During previous court appearances, the prosecution initially refused to disclose all information regarding the entrapment process of the accused, who have been implicated in the illicit trade of diamonds worth millions of rands, with the State opposed to the defence’s application, claiming that the accused’s request was premature.

While justifying her ruling on Tuesday, Judge Bulelwa Pakati recalled that, nearly a year ago, she deemed it unnecessary to make certain pieces of information regarding Project Darling available to the defence, ruling at the time that this decision would be reviewed when an opportune moment presented itself.

This moment came when the State indicated its intention to call Warrant Officer Lochner, who was involved in the operation, to testify, resulting in the defence’s request for a trial-within-a-trial in order to be granted full disclosure.

On Tuesday, Pakati granted the defence’s request, which she felt would shorten the trial while also providing the accused with additional information to argue their case.

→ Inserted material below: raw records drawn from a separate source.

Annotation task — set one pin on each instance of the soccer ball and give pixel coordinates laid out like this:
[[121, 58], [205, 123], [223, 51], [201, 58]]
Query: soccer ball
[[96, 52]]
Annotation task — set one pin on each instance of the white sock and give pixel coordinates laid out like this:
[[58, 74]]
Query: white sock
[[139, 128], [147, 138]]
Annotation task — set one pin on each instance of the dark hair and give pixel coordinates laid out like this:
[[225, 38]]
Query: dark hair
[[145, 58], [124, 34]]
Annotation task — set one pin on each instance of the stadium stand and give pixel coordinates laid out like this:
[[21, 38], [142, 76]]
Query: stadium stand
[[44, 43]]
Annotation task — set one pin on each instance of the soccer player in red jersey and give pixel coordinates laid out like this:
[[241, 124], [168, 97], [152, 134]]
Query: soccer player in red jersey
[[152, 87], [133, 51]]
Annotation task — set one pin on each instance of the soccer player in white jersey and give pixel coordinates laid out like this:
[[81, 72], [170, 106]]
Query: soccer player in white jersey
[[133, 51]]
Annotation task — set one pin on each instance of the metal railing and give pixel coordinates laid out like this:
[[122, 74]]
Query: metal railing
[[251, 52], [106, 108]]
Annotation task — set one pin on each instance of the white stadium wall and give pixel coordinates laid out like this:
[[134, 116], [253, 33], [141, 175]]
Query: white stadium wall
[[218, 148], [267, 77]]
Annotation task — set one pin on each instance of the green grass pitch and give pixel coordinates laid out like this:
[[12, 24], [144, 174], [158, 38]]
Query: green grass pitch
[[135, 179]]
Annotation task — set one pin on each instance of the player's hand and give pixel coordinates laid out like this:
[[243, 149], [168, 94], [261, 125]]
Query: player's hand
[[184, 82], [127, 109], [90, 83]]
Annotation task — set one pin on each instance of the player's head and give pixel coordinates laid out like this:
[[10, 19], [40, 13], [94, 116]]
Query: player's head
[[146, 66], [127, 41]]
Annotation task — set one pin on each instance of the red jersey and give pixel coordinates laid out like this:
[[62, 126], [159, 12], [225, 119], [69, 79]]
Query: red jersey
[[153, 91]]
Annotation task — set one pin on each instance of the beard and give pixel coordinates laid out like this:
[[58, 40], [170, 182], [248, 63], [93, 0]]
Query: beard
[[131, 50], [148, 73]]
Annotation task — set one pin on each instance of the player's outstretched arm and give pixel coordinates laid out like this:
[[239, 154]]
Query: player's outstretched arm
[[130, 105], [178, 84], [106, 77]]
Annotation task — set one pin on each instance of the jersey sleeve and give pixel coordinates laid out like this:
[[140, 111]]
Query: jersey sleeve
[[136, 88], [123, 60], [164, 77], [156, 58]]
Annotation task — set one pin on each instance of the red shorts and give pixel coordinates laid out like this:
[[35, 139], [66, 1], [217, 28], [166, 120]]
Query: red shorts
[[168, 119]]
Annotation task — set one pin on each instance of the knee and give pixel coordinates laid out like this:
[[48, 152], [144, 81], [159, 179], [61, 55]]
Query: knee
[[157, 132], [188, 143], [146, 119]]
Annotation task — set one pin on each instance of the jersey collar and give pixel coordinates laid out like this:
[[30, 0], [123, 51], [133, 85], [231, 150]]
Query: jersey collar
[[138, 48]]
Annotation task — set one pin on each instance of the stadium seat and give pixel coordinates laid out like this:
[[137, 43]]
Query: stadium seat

During the trial-within-a-trial, the State submitted a 252(A) application, which authorises law enforcement to make use of a trap, or to engage in an undercover operation, in order to detect, investigate, uncover or prevent the commission of any offence while further ensuring that information gathered during the operation remains admissible in court.

“The question is whether the State is positioned to determine their case and when it would be an appropriate time for disclosure,” Pakati explained on Tuesday before ruling in favour of the defence. 

“This matter should not be heard on the basis of the constitutional right to freedom of information but rather in terms of the accused’s right to a fair trial."

“The State has handed in exhibits and it is unfair to expect the defence to assess their case when they are deprived of information.”

Pakati explained that there were still statements outstanding that were relevant and crucial to ensuring a fair trial, emphasising that the court retained discretion and that the State could not claim privilege at this stage.

“Therefore, the court rules that the State must provide full disclosure with the names of informants erased from the statements,” ruled Pakati.

The trial is expected to continue on Wednesday morning with the manager of Project Darling, Colonel De Witt Botha, from the Directorate for Priority Crime Investigation in Upington, on the stand.